Enviada em 24/10/2022

No filme “Jogador n° 1” retrata uma sociedade onde todos vivem centrados no meio digital. Simultaneamente, ao analisar a contemporaneidade é fato que a troca de caderno pelos meios tecnológicos é apenas um passo para viver a realidade do filme. Com efeito, as pessoas estão substituindo o meio tradicional e isso pode ser um desvantagem para o aprendizado. Logo, de modo a solucionar esse revés, é imprescindível enunciar os aspectos socioculturais e constitucionais que funcionam como pilares da chaga.

Em primeira analise, é evidente citar o fator social. Sob tal perspectiva, conforme o pensador Émile Durkheim a sociedade deve ser analisada de maneira justa e distanciada do senso comum. Nesse sentido, a proposta do sociólogo pode ser aplicada quando se observa os alunos que estão usando tablets, notebooks com um menor desempenho escolar, pois, ao invés de estudarem ficam nas redes sociais e acabam não prestando atenção na aula.

Ademais, a inéficaria de leis auxiliam na persistência da atitude. Segundo uma pesquisa da Universidade de Michigan, cerca de 60% da pessoas que usaram computadores na sala de aula alegam não terem aprendido, já que, ficaram nas redes sociais. Diante de tal exposto, fica nítido que utilizar esses aparelhos tecnólogicos desauxiliam no aprendizado do aluno, fazendo com que ele tenham pessímos resultados acadêmicos. Diante disso, é claro que essa problemática não pode perdurar.

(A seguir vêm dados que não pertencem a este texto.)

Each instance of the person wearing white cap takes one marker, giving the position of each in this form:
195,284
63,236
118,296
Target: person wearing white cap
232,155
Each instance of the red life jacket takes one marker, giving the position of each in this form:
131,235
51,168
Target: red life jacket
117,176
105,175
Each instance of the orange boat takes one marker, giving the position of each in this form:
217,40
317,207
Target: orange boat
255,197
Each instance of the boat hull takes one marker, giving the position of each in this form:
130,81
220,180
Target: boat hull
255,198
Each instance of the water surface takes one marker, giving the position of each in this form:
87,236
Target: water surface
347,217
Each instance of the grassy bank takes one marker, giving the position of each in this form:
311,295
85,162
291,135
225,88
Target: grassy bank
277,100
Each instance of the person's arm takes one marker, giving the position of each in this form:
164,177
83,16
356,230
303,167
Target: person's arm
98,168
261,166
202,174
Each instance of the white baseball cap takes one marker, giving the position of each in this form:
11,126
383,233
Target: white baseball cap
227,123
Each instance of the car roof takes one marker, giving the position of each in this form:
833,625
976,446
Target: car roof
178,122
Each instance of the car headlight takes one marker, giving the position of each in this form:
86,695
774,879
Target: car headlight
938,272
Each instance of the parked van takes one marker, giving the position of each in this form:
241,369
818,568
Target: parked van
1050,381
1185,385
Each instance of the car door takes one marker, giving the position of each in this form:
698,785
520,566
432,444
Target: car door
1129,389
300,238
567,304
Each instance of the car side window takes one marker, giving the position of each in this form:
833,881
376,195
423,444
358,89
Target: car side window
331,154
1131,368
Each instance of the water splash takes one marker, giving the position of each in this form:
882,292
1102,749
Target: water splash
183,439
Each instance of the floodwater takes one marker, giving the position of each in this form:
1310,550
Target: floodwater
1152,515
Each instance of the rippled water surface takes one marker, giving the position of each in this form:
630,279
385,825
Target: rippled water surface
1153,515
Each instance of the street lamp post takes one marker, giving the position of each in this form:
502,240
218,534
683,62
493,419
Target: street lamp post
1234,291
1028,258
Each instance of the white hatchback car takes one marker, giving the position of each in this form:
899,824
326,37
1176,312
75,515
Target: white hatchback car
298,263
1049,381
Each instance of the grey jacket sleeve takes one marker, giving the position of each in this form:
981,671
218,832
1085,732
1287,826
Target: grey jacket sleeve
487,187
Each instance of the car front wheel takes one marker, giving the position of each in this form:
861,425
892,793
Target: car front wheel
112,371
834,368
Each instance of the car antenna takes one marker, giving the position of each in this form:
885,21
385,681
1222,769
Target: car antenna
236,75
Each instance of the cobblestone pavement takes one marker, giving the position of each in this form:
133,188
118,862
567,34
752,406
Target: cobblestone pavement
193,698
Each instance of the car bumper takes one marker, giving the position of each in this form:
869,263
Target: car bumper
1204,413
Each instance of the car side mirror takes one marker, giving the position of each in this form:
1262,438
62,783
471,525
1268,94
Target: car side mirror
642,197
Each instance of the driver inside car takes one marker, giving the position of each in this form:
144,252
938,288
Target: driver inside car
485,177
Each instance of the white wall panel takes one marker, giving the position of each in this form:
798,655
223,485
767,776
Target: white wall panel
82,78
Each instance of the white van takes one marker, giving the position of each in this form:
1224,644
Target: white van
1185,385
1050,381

Portanto, há necessidade de combater esses obstáculos. Para isso o Ministério da Educação por meio de políticas públicas, faça com que a lei de utilização do celular seja mais rígida nas escolas - em virtude disso, no começo das aulas os celulares serão recolhidos e entregues no final dela - a fim de ter uma sociedade consciente. Assim, a visão critíca de Durkheim irá se concretizar e vir à tona em sociedade.